States, cities taking homes for people missing a tax payment
Did you know that in some states, if you miss a tax payment, local politicians will take your house, sell it and keep everything profits ?
Tawanda Hall was behind on his taxes. She was on a payment plan but had missed $900. She didn’t expect Southfield, Michigan to take her entire house because of it. It was worth $286,000 more than she owed.
“I’m still in shock,” Tawanda Hall says in my new video. “They took my whole house, my whole family’s livelihood.”
John Bursch, a county attorney, says that while this practice may seem unfair (yes, it sure is), “it’s also unfair to force those who pay their taxes to subsidize those who don’t.”
“I pay taxes!” Hall responds. She works as a caregiver. “I lift people. I wash people. I work hard.”
When Hall found out she was going to lose her house, she tried to pay off the debt.
“I went to the mayor’s office, I went down to the city county building,” she said. “They didn’t want our money. They said no.”
They wanted his house.
Taking it should be illegal.
“I think it’s unconstitutional,” says Christina Martin, senior attorney at the Pacific Legal Foundation. “The government cannot take more than it is owed.”

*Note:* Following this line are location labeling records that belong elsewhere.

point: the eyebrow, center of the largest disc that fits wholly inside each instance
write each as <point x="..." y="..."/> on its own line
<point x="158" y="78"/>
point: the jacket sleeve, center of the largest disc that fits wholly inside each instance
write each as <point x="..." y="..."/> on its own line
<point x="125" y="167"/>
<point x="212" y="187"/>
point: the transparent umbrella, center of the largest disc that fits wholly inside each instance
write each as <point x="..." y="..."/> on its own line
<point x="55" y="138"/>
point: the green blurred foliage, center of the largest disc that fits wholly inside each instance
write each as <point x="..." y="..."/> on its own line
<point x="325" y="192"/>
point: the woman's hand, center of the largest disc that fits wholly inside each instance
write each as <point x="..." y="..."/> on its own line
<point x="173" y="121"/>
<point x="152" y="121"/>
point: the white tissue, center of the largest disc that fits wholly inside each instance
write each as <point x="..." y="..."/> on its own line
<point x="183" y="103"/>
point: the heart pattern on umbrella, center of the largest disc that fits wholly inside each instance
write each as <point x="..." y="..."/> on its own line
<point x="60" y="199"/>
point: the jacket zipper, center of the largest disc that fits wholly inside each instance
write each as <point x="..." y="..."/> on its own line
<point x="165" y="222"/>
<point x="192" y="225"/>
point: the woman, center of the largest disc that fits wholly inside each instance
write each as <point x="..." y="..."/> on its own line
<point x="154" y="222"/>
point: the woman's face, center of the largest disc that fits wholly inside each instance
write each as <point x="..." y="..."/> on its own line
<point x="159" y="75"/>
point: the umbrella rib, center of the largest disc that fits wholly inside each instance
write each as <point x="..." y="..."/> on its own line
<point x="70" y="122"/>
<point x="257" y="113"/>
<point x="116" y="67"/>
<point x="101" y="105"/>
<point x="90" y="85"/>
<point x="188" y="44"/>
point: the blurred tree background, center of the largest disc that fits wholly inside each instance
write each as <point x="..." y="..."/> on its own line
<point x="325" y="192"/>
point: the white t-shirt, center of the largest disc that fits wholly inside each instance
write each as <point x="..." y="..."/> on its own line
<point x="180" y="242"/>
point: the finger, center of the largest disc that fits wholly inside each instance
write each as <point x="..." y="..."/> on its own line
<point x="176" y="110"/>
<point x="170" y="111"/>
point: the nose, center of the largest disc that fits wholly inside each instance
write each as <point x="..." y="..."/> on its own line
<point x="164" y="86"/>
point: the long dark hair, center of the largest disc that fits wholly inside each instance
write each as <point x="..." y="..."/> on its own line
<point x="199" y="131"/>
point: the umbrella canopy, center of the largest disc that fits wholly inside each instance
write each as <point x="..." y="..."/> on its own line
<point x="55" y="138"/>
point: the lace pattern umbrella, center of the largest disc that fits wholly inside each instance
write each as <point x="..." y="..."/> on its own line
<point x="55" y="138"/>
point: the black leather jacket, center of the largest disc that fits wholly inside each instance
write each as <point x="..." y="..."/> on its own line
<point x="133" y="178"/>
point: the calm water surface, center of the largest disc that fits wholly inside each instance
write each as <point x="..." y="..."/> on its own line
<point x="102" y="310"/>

The Foundation is suing local governments in six states for this type of home theft.
Martin won a case in the Michigan Supreme Court. Oakland County had taken an entire house on an $8 debt.
Matthew Hodges, the county attorney, said: ‘There could be nothing fairer than letting owners know what’s going to happen, giving them time to act and then letting them make a informed choice.”
Martin’s response: “Do you think if he knew he owed $8 he would have paid it? Of course! He didn’t know and there was no proper incentive to let him know. .”
In fact, the city has an incentive do not to let it know. Officials rarely tell people, “Pay! Or we’ll take you home! Cities that do so write notices in legalese: “a tax lien acquired under a certain levying instrument from the city’s tax collector…said levying instrument covers a certain parcel of land… “
Hall does not recall being given “anything other than ‘Get Out'”.
Despite the Michigan Supreme Court’s decision, a judge dismissed Hall’s case because the government itself did not make a profit. In his case, the city gave his house to a private company. This company, the Southfield Neighborhood Revitalization Initiative, sold the house and kept the money.
The company says it uses city donations to maintain attractive and safe neighborhoods, protect and increase property values.
“The government shouldn’t be able to steal from its own people and then give them to its friends,” Martin said.
I ask her how she knows that those responsible for the revitalization of the Southfield neighborhood are “friends” of politicians.
She replies, “The company is literally run by the mayor and the city administrator!”
I wanted to interview them. Neither of them would talk to me.
I’m surprised how common this type of government house theft is. If you’re behind on taxes, even just $10 behind, 11 states allow local governments to sell your home and keep all of its value.
In Massachusetts, a 66-year-old grandmother is “sleeping in her car right now,” Martin says. “The city took her property, turned around and sold it within days of evicting her.”
Although his debt was only $30,000, they sold his house for $242,000 and kept the difference.
The Pacific Legal Foundation got three states to stop engaging in this property equity theft. Good.
Eleven more to go.
John Stossel is the creator of Stossel TV and the author of “Give Me a Break: How I Exposed Hucksters, Cheats, and Scam Artists and Became the Scourge of the Liberal Media”.